She felt her face flush. The wine. This man. She turned to the kitchen, a controlled chaos of hurried waitstaff and cooks, smoke, flames, plates held aloft, voices calling out orders…
She leaned across the table and took his face in her hands and kissed him. Kissed him like they were in some foreign city, in another country entirely, where there were no tethers tying them to these small Wisconsin cities, to winter and snow, to their houses, to the routines that acted like rails, directing their lives. It was all she could think of doing. His tongue tasted like sugary ginger. She sat back down.
Now he was blushing.
She reached across the table and held his face below the jawline. She thought about their first date, so many decades ago. He was so beautiful. So handsome. So trim. Such narrow hips beneath those wide shoulders. She thought about sitting on her bed in an old apartment after the date and releasing his belt, folding his blue jeans away from the zipper and pulling his pants down. She was embarrassed now, that what she remembered of their date wasn’t the date at all, but how badly she had wanted to make love to him that night.

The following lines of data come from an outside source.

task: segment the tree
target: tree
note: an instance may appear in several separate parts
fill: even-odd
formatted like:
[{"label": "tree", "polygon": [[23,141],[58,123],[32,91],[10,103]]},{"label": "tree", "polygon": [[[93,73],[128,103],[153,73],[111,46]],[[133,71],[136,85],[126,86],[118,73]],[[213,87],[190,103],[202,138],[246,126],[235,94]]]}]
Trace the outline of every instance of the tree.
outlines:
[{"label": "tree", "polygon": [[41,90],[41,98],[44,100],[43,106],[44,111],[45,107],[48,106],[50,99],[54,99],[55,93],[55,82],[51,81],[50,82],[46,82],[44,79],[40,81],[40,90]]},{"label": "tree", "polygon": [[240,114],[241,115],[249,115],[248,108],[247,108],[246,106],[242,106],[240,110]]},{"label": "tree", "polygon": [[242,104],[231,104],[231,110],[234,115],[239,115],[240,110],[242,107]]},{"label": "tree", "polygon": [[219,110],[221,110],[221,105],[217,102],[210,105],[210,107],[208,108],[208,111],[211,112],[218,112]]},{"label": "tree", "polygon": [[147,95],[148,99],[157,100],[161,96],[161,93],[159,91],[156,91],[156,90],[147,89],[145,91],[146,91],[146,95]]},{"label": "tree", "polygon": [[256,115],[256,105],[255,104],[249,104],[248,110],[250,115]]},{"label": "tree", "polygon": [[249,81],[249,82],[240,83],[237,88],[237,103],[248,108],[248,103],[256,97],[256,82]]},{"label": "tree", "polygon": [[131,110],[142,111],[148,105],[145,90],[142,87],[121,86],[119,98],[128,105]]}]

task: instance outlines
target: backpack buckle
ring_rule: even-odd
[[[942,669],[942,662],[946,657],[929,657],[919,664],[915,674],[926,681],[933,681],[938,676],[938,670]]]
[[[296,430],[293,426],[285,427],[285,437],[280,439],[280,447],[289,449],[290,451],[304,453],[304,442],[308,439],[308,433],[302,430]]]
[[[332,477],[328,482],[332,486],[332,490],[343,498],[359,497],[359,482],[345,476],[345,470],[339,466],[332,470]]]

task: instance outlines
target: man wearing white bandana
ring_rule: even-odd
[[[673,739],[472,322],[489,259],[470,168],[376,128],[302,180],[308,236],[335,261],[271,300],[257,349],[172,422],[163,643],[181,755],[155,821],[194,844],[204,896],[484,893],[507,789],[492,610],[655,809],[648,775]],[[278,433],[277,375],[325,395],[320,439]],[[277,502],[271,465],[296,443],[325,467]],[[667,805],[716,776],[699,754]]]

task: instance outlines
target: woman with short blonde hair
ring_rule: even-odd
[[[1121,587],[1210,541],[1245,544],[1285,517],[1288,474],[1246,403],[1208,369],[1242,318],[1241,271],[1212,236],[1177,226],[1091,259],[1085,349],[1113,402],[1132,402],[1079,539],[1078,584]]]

It was spring, she remembered that. Her bedroom window was open, and it had started raining just before they entered the old house where she rented a room. His skin was wet, but hot. She remembered how he rolled on top of her, pinning her arms to the bed, and kissing her throat until she thought she’d pass out, and then, still held in place, he teased her nipples, and kissed her ribs, and then began licking her pussy, and just before she closed her eyes, she looked out the window, and there was rain falling so hard it passed through the window screen and beaded on the white paint of the sill. And her hands, and her forearms. Cool rain. And she ran her hands down the hot skin of his back and tried to cool him off, but she could not. Then he pulled the blankets over them, and the air smelled of lightning, and damp soil, and lilacs.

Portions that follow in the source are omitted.